ツブコの茶店

2005/04/28(木)11:06

電車の中のお地蔵さん

フォトエッセイ(71)

 電車の前の座席に、おばあさんが 六人並んで座っていた。 そろって背中をまるめ、ひざの手提げの上に顔をのっけている。 みんな、花を抱えている。 楽しそうにさざめいている。 なんだろう。
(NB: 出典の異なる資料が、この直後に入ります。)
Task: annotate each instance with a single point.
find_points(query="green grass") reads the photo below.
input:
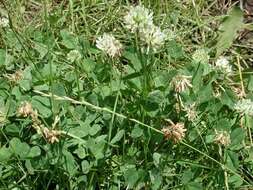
(111, 113)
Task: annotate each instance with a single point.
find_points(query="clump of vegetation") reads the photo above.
(120, 95)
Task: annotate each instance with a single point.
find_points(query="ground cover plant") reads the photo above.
(121, 94)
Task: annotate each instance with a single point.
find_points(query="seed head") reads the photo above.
(191, 112)
(4, 22)
(74, 55)
(15, 77)
(181, 83)
(222, 138)
(109, 45)
(51, 135)
(175, 132)
(200, 56)
(244, 106)
(223, 64)
(25, 109)
(153, 36)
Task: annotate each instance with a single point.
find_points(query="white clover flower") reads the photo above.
(74, 55)
(181, 83)
(138, 18)
(109, 45)
(170, 34)
(4, 22)
(200, 56)
(222, 138)
(244, 106)
(153, 36)
(223, 64)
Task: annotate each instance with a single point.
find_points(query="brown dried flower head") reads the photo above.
(51, 135)
(15, 77)
(181, 83)
(25, 109)
(191, 112)
(222, 138)
(175, 132)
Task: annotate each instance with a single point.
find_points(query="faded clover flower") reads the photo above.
(244, 106)
(223, 64)
(153, 36)
(15, 77)
(74, 55)
(138, 18)
(175, 132)
(200, 56)
(191, 112)
(2, 117)
(170, 34)
(109, 45)
(4, 22)
(181, 83)
(222, 138)
(25, 109)
(51, 135)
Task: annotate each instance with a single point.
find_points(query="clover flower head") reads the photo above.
(191, 112)
(244, 106)
(200, 56)
(170, 34)
(51, 135)
(222, 64)
(4, 22)
(109, 45)
(181, 83)
(74, 55)
(222, 138)
(15, 77)
(175, 132)
(25, 109)
(153, 36)
(138, 18)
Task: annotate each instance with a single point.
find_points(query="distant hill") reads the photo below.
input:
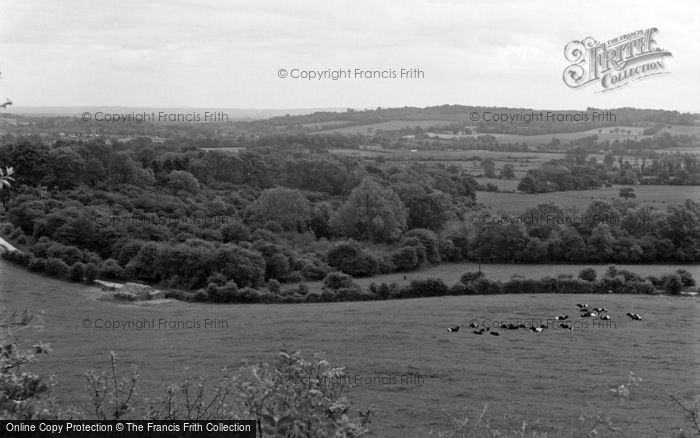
(233, 113)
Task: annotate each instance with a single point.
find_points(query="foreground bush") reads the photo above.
(292, 396)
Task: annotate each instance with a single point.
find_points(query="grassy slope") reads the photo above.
(550, 377)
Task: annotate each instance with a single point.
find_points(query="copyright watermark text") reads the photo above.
(337, 74)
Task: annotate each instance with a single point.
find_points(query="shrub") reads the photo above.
(429, 287)
(673, 284)
(274, 287)
(448, 250)
(38, 265)
(294, 277)
(405, 259)
(460, 288)
(56, 268)
(349, 258)
(91, 272)
(429, 241)
(111, 270)
(217, 278)
(314, 270)
(68, 254)
(415, 243)
(471, 277)
(686, 278)
(338, 280)
(125, 296)
(235, 232)
(486, 287)
(588, 274)
(77, 272)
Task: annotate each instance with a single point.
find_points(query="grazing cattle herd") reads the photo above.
(585, 312)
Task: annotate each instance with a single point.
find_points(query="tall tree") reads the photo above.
(372, 213)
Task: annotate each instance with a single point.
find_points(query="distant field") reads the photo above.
(659, 196)
(450, 273)
(393, 125)
(503, 184)
(543, 139)
(329, 124)
(607, 133)
(548, 379)
(686, 150)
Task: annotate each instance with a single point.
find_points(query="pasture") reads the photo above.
(450, 273)
(392, 125)
(657, 196)
(547, 379)
(607, 133)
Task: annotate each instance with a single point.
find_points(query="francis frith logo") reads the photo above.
(616, 62)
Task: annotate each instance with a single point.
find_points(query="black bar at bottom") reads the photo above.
(125, 429)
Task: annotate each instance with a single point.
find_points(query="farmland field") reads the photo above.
(451, 272)
(659, 196)
(393, 125)
(603, 134)
(547, 379)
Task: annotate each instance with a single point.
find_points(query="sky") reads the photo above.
(228, 54)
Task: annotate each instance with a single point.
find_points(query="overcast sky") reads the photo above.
(181, 53)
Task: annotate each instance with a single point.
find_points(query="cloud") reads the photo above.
(226, 54)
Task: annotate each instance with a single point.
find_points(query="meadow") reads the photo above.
(658, 196)
(450, 273)
(548, 379)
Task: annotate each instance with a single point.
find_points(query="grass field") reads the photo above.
(392, 125)
(450, 273)
(547, 379)
(607, 133)
(659, 196)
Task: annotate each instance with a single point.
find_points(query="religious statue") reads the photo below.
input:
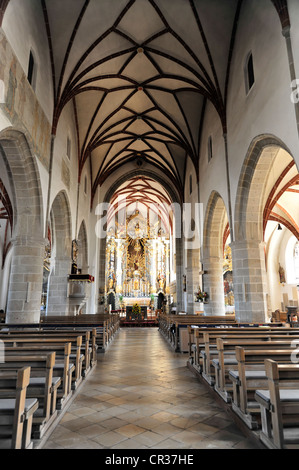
(281, 272)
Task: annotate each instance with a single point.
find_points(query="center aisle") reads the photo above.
(141, 395)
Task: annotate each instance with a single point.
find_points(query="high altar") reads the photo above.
(137, 262)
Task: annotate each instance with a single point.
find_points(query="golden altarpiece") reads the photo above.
(137, 263)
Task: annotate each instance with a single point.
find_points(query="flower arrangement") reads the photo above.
(136, 311)
(201, 296)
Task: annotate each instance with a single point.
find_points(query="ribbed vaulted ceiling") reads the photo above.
(139, 73)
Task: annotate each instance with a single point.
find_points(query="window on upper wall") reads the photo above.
(210, 149)
(85, 185)
(31, 74)
(249, 73)
(68, 148)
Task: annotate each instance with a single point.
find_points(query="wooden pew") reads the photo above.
(63, 367)
(210, 344)
(200, 343)
(250, 376)
(35, 338)
(227, 361)
(41, 368)
(280, 406)
(16, 411)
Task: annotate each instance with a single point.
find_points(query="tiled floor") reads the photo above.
(142, 396)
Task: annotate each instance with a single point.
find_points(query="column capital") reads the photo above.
(286, 31)
(29, 241)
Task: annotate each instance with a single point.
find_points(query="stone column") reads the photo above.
(101, 275)
(213, 285)
(179, 274)
(57, 303)
(250, 282)
(192, 279)
(25, 283)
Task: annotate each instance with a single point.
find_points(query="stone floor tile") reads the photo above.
(129, 402)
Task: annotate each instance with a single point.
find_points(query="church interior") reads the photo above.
(149, 224)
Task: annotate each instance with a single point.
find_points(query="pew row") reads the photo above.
(251, 374)
(42, 386)
(16, 410)
(279, 406)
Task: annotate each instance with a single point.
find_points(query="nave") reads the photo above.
(141, 395)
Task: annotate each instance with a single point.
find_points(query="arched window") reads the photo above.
(31, 75)
(68, 147)
(85, 185)
(296, 261)
(249, 73)
(210, 149)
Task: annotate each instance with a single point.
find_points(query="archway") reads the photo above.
(266, 168)
(141, 243)
(215, 239)
(27, 242)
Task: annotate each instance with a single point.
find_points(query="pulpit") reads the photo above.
(130, 315)
(78, 292)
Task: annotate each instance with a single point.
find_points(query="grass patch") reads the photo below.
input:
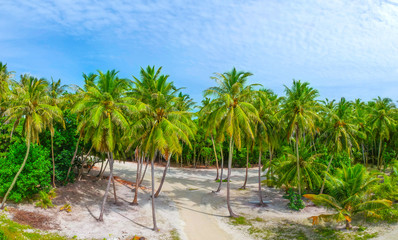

何かあるのかな。 あ、そーか、今日はお彼岸か。 お墓参りに行くのだな。 そういえばみんな、よそ行きの服だ。 ブラウス、シャツ、もんぺ、ズボン、スカート。 花模様、しましま、ふわふわ、ぶかぶか。 長すぎ、短すぎ。 組み合わせがめちゃめちゃなのが、かわいらしい。 揃って新品なのが、いじらしい。 どこで、買ったのかな。 洋品店かな。 それは、どんな町だろう。 プレゼントかな。 それは誰からのだろう。 お墓に誰を、たずねて行くのだろう。 自分の親も、いるかもしれない。 おばあさんにだって、それぞれの父、母がいた。 そして、みんな、子供時代があったのだ。  おばあさんの顔を見ながら、ココロで筆を加えていく。 しわを消し、目を見張らせ、三つ編みやおかっぱの髪にして、 おばあさんをコドモにおきかえてみる。  ひとりのおばあさんが、手提げから、おはぎを出した。 もうひとりが、おせんべいを出した。 みんなでたべる。 目や鼻が、木漏れ日のように美味しげにゆらめく。 「アハハハハハ」 と、 あんこの口で笑っている。 持っている花が、たんびにゆれる。 私のココロは、こんどは、六人のお地蔵さんに おばあさんたちを、描きかえはじめる。